Les oestrogènes contre la maladie de la sclérose en plaques

Suite à une longue étude, des chercheurs ont découvert que les œstrogènes exerçait des effets positifs sur des cellules immunitaires du cerveau et sur les cellules de soutient des cellules nerveuses, appelées oligodendrocytes. Des actions complémentaires sur ces deux types de cellule offrent une protection contre les maladies.

La sclérose en plaques est une maladie auto-immune chronique responsable de différents déficits, ceux-ci apparaissent lorsque les cellules immunitaires inflammatoires détruisent la gaine de myéline qui entoure les fibres nerveuses des neurones, les axones. La perte de cette isolation protectrice perturbe la communication électrique entre les cellules nerveuses.

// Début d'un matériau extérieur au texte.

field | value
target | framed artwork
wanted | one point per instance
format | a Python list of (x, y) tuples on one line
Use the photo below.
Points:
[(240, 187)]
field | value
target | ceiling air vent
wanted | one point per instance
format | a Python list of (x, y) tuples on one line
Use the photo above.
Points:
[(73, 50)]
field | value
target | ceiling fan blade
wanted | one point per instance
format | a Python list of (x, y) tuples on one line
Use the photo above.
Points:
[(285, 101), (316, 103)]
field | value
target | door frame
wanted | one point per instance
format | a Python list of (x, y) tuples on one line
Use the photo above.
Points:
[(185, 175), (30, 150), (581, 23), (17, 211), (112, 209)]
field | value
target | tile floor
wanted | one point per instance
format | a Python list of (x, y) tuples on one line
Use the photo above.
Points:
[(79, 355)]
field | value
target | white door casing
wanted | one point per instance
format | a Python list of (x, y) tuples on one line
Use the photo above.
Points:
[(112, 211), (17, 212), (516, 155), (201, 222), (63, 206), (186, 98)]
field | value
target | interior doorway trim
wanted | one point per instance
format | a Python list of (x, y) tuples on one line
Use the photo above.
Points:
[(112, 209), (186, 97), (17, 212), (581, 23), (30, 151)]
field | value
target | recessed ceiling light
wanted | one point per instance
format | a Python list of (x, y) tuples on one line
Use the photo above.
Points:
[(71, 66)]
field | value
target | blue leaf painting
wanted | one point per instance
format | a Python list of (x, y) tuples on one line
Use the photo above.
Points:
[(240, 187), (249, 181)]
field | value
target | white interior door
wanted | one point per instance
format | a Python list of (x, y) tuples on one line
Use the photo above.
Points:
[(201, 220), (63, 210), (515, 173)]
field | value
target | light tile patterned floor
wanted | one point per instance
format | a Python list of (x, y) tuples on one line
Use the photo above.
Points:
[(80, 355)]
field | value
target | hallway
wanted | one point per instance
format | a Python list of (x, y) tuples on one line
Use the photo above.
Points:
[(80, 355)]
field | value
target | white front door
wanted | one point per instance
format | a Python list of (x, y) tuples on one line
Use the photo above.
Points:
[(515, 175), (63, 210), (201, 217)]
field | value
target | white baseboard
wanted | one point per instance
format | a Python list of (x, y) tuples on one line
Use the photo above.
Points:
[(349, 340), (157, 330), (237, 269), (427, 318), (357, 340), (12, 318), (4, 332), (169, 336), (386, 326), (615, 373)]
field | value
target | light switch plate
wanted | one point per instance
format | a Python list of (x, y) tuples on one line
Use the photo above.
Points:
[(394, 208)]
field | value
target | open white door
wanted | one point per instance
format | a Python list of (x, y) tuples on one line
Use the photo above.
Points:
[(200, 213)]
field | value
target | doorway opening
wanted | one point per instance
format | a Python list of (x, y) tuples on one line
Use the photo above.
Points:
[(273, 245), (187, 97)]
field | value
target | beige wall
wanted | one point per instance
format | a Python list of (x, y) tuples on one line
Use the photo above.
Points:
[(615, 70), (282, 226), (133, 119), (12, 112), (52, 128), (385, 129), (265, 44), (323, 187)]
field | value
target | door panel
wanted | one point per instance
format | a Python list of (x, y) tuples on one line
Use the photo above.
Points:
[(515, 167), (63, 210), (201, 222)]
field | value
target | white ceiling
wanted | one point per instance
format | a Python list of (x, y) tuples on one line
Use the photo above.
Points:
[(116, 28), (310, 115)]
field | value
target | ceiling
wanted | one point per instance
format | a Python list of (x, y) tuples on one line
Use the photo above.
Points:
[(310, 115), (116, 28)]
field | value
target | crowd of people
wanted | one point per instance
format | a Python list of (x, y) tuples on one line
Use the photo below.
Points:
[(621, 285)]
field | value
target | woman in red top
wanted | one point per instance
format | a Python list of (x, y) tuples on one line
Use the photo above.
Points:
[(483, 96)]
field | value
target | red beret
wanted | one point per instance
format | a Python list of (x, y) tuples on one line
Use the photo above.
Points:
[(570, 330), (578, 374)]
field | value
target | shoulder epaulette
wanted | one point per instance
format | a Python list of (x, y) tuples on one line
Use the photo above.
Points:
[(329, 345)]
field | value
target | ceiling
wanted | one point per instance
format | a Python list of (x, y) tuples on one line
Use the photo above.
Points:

Or, le troisième trimestre de la grossesse, qui est celui où il y a le plus d’oestrogènes dans le corps est aussi celui où les rechute de SEP sont réduites de 70%. Chez les souris, les chercheurs ont génétiquement éliminé les récepteurs aux oestrogènes, soit dans les cellules immunitaires du cerveau, soit dans les oligodendrocytes. Ils ont ensuite traité les souris avec ou sans récepteurs aux oestrogènes sur leurs cellules pour estimer l’efficacité des oestrogènes en termes de protection de la maladie. Les résultats scientifiques ont démontré qu’une prise en charge par les œstrogènes agit à la fois sur les cellules immunitaires du cerveau et sur les oligodendrocytes, ce qui entraîne une réparation de la myéline et une diminution de l’invalidité du patient. L’équipe de chercheurs est actuellement en train de développer un composé de type œstrogène de prochaine génération avec des effets biochimiques robustes sur les oligodendrocytes et les cellules immunitaires du cerveau.